Claiming neither the CM nor he had said there would be a blanket exemption from the tax, Balagopal clarified their statements were aimed at preventing a price rise of food items that were recently included in the GST ambit. “The 5 per cent GST will not be applicable on sale of pre-packaged commodities by small-scale traders, including private shops, state-run Triveni and Supplyco outlets and agencies like Kudumbashree. However, traders should not misuse this relaxation,” he said, adding that the government is aware that its move may face legal issues or invite opposition from the Union government.

“The government does not want a tussle with the Centre,” Balagopal said. There was no immediate plan to legislate on GST and legally exempt traders from paying SGST, the state’s share of GST, he said. “We are studying the Supreme Court’s ruling on May 19 that the Parliament and states can legislate on GST,” said Balagopal. He expressed hope the Centre would rethink its stand on the issue. He also said Kerala will raise the matter at the GST Council meeting. 

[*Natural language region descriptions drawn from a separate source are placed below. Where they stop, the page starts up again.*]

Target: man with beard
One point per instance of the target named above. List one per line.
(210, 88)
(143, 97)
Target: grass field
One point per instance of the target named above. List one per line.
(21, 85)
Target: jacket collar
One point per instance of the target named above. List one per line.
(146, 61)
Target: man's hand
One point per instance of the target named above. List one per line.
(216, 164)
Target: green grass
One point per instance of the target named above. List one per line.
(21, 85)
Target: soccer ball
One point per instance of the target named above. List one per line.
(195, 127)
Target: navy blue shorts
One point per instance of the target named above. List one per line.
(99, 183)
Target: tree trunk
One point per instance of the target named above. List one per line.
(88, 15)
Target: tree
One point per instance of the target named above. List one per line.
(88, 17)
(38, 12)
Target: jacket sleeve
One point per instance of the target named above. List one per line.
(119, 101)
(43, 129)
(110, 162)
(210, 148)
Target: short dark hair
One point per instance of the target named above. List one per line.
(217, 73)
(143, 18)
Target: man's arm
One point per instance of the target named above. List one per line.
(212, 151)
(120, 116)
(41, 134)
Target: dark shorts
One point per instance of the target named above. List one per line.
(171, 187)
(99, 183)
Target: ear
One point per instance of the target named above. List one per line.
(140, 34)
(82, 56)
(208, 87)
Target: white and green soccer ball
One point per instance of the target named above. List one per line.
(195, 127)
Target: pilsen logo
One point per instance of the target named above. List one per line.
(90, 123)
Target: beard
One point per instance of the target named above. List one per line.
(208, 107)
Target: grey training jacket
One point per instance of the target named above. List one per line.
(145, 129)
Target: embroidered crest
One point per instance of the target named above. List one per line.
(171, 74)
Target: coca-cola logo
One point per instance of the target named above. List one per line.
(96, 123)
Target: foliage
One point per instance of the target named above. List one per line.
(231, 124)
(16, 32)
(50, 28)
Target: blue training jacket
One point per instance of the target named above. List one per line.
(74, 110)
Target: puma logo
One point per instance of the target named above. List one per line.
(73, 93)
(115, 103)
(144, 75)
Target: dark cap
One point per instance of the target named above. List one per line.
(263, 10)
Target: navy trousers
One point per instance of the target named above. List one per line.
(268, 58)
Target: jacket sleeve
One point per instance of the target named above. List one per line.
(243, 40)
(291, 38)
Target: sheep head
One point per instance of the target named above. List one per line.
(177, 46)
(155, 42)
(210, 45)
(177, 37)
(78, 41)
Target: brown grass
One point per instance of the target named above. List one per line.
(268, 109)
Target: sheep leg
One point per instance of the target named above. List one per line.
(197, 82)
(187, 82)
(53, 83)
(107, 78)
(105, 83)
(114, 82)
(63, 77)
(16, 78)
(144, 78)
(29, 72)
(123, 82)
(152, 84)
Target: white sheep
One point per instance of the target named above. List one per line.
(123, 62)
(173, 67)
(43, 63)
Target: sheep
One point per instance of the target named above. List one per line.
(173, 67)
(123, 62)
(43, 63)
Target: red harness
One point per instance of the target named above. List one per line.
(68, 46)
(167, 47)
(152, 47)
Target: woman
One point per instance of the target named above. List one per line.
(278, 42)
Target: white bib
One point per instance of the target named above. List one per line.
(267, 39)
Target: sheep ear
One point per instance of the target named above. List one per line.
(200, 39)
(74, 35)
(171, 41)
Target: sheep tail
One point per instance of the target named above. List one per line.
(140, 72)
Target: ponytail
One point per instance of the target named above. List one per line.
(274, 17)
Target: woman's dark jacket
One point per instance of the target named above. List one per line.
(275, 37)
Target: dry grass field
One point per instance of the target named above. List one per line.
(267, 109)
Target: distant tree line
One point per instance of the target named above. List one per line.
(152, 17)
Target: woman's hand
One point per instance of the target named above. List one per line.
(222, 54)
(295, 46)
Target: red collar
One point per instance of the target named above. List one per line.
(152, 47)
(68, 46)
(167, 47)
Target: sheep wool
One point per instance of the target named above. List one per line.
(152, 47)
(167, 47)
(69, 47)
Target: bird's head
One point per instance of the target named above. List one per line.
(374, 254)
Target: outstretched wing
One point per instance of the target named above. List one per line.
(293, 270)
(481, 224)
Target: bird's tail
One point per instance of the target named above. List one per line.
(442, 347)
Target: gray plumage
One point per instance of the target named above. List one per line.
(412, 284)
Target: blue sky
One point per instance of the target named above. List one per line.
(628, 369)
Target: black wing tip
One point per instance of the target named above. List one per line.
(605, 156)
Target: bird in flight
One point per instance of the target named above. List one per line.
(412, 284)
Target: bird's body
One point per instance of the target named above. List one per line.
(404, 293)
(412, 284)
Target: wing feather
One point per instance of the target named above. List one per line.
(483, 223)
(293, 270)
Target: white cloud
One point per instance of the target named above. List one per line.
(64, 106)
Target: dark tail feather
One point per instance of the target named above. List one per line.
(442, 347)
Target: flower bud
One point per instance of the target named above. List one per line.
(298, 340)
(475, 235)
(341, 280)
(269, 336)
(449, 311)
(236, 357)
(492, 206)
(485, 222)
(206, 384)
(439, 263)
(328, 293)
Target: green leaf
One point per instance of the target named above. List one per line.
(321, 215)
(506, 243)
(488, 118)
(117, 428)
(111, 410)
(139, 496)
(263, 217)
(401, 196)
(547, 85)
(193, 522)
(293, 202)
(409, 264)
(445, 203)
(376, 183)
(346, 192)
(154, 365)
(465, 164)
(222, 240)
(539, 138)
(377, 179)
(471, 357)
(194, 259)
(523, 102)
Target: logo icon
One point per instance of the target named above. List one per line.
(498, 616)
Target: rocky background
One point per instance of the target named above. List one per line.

Balagopal hinted that officers of the state GST department or legal metrology department will not book traders who violate the new taxation in good faith. However, he did not say anything about the other possible threats traders may face. Central GST offices in Kerala have as much power for surveillance and enforcement as their state counterparts and traders booked by them may face penalty and even cancellation of GST registration. State-run Triveni and Supplyco are at high risk as their business volume is high. So, an assessment based on their annual sales will result in huge penalties.  

The state’s nod for an ‘open defiance’ of the taxation rule may invite criticism from the Comptroller and Auditor General. Officers identified for lapses in enforcement may face legal issues. The state may also be excluded from financial incentives for GST reforms.  

The finance minister said the state’s intervention is aimed at preventing traders who do not fall in the new tax net from fleecing customers in its name. “Around 75-80 per cent of Kerala’s traders are either out of the tax net (those with annual turnover upto `40 lakh) or those who pay tax under the composition scheme. The latter scheme is for traders with an annual turnover of upto `1.5 crore. They have to pay flat 1 per cent of the turnover as tax. Traders in these two categories cannot levy tax from customers,” Balagopal added. Meanwhile, Leader of Opposition V D Satheesan on Wednesday criticised the state government for not taking steps to exempt Kerala from the new GST on select food items. 

“The Opposition had demanded the exemption first. The demand was based on the Supreme Court’s ruling that the GST Council’s decisions could not be thrust upon states. Though the finance minister told the assembly that the new tax will not be implemented in Kerala, the government did not issue any order,” he said.